For future reference, SSC doesn't support attachments. You need to upload your photo to an image hosting website and place the link in the text field between a set of tags.

[quote][img]...[/quote]


----------



## tomfg (May 27, 2013)

*Sky Tower ID*

Quall, Thanks for the info. I did read over the FAQ on photos, etc., but I guess I have a great memory..... just short. My link works when I click on it, but perhaps no one else can see it. I'm not subscribed to any photo hosting sites, so hopefully I'll be able to attach photos soon.!
Tom


----------



## ThatOneGuy (Jan 13, 2012)

Hmm... It's not it but it looks extremely similar.


----------



## tomfg (May 27, 2013)

*Sky Tower ID*

Yes, Close, but "No Cigar",


----------



## tomfg (May 27, 2013)

*Munich Sky Tower*

Found out that the Sky Tower in question was indeed in Munich, Germany
where they had the 1965 International Transport Fair. I found a postcard online showing the tower, trains, rockets, etc. that were in my dad's slides.
I also found a short newspaper article online from 1965 saying the tower was about 300' tall, and that this fair was the "First and biggest world transport exhibit."

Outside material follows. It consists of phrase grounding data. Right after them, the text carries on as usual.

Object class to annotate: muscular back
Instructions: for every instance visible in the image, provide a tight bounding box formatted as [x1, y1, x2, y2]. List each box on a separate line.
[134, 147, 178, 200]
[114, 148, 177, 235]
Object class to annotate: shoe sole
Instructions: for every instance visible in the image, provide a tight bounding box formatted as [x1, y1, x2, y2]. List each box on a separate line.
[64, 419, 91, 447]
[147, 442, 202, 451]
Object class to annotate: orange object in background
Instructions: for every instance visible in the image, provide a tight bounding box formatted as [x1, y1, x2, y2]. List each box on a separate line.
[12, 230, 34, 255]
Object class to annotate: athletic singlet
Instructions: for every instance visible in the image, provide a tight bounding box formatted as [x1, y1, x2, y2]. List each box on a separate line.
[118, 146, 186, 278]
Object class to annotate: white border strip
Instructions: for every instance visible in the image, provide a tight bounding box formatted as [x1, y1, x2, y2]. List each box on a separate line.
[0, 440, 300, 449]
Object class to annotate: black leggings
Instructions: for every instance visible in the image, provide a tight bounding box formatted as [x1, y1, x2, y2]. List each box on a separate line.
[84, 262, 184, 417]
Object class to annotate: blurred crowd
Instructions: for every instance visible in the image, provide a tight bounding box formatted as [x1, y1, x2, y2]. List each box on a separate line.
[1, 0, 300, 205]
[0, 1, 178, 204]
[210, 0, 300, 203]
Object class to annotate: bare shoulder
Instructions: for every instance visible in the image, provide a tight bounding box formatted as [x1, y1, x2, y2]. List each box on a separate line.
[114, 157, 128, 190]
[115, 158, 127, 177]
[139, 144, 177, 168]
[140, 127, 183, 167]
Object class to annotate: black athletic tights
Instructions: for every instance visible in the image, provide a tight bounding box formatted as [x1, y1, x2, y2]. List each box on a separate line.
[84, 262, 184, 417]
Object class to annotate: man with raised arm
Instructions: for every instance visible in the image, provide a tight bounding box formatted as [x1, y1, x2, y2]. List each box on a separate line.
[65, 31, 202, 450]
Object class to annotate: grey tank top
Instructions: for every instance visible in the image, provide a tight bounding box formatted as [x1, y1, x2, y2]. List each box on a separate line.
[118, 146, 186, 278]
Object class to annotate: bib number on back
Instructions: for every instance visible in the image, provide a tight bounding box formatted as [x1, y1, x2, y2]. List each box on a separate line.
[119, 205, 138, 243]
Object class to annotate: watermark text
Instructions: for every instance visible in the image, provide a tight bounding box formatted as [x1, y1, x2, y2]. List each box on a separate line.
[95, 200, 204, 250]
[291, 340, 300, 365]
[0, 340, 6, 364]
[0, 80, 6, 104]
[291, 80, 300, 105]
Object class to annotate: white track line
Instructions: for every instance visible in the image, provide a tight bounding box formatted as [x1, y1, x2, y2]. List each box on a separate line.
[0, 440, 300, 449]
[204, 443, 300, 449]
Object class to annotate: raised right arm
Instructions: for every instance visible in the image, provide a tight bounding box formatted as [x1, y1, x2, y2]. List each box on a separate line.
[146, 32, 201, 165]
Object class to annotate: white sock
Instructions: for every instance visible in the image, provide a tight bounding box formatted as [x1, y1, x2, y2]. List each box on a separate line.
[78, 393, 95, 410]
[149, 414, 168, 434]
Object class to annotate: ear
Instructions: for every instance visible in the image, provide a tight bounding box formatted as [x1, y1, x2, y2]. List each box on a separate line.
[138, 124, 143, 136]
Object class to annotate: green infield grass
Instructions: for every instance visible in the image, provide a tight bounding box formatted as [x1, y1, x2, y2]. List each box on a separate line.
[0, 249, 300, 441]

I have not been able to determine if the tower still exist, but would be interesting in hearing from anyone that knows.
Thanks, Tom


----------



## wino (Sep 8, 2009)

^^ I posted the picture for you.


----------



## elculo (Aug 18, 2009)

Here's a list of TV towers in Germany:
http://de.wikipedia.org/wiki/Liste_der_höchsten_Fernseh-_und_Fernmeldetürme_in_Deutschland

I couldn't find the tower you showed on that list at first sight, maybe if you take a closer look, also there are some towers without pictures which you could google.


----------



## tomfg (May 27, 2013)

*Sky Tower ID*

Thanks for posting the photo. I went thru the whole Wikipedia list last night, but I didn't find the tower. 
If you Google Photos "1965 Munich International Transport Fair" you should see a black and white photo of the tower.
Wonder if it still stands?


----------